Putin's first stop is Cuba, the Cold War ally of the former Soviet Union situated only 90 miles (145 km) from the United States. He will also visit Argentina and Brazil for bilateral talks. While in Brazil, Putin will participate in a summit of emerging market nations that include Brazil, Russia, India, China and South Africa (BRICS) on Tuesday and Wednesday.
Putin was scheduled to meet former President Fidel Castro and his brother and current President, Raul Castro, both longtime foes of the United States.
He travels as Western allies pressure him to urge Ukrainian rebels to find a negotiated solution.

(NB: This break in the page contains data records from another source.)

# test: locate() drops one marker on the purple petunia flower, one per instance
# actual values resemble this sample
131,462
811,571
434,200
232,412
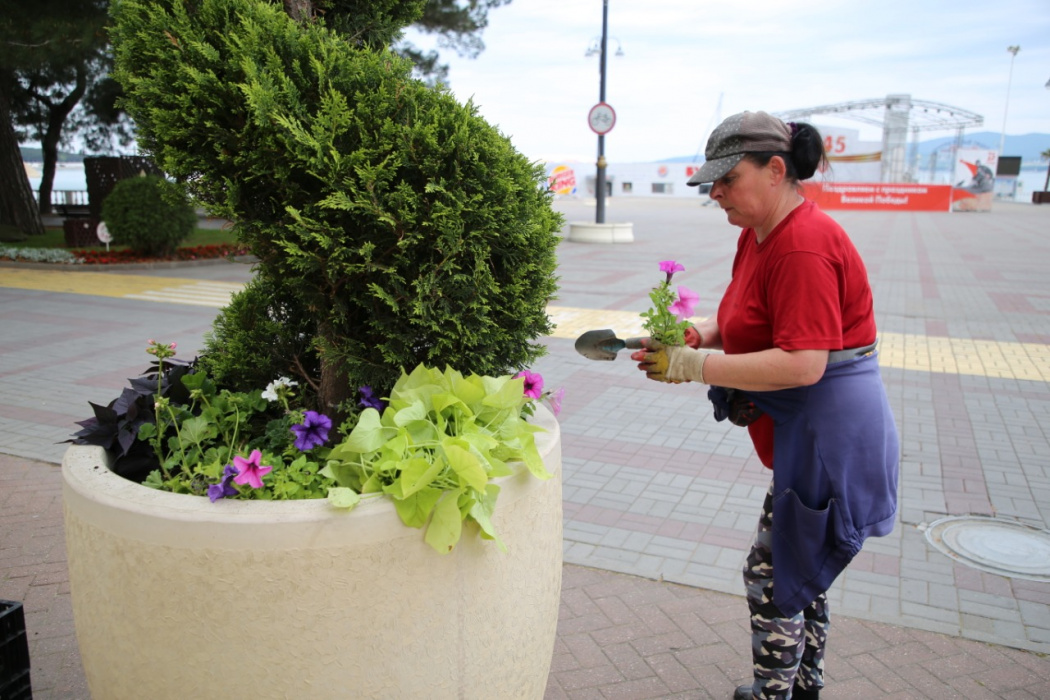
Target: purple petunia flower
369,399
533,383
251,471
313,431
224,488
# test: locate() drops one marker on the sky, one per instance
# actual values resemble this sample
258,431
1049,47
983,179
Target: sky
687,64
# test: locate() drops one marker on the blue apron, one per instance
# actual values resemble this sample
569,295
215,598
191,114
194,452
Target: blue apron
835,472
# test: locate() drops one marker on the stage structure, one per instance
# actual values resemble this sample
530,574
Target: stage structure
897,113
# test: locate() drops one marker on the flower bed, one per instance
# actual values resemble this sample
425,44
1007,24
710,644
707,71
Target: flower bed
96,256
193,253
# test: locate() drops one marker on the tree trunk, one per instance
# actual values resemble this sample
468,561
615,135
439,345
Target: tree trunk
17,206
335,384
53,136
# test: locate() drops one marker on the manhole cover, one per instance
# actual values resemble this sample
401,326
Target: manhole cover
1000,547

When the Ukraine crisis erupted in February, Russian Defense Minister Sergei Shoigu said Russia was negotiating with eight countries, including Cuba, Venezuela and Nicaragua, to build military installations such as bases or long-range refueling stations for Russian navy vessels or strategic bombers.
Military issues are absent from Putin's official agenda in Cuba, and such a provocation would represent a departure for Raul Castro, who has overseen more pragmatic relations with Washington, despite half a century of hostilities.
Putin's visit will instead feature commercial agreements, including a deal for Russian state oil companies Rosneft and Zarubezhneft to explore for offshore oil. Zarubezhneft has been involved in offshore exploration in Cuba in the past, and currently helps the country extract oil from onshore wells.
Cuba believes there might be 20 billion barrels of oil in its waters, although the U.S. Geological Survey has a more modest estimate of 4.6 billion barrels. A number of foreign companies, including Spain's Repsol SA, Malaysia's Petronas Bhd and Venezuela's PDVSA SA [PDVSA.UL] have drilled in Cuba without success.
Among those expected to travel with Putin is Rosneft Chairman Igor Sechin, one of the Russian executives targeted for U.S. economic sanctions because of the Ukraine crisis. The United States has blacklisted individuals believed to be part of Putin's inner circle, and Sechin, a Putin loyalist, is among the most influential people in Russia after the president.
A major oil find would inject new life into Cuba, which is desperate for foreign investment and has difficulty meeting obligations to creditors.
Russia's State Duma approved a deal last week to forgive 90 percent of Cuba's debt, or almost $32 billion, most of it originating from Soviet loans to a fellow communist state.
Even so, Cuba will find it hard to pay off the remaining $3.5 billion over 10 years, raising the possibility that Russian creditors could take equity stakes in Cuban state companies, according to diplomats based in Havana.
Putin told the Itar-tass news agency the remaining $3.5 billion would be spent on joint investment projects in Cuba.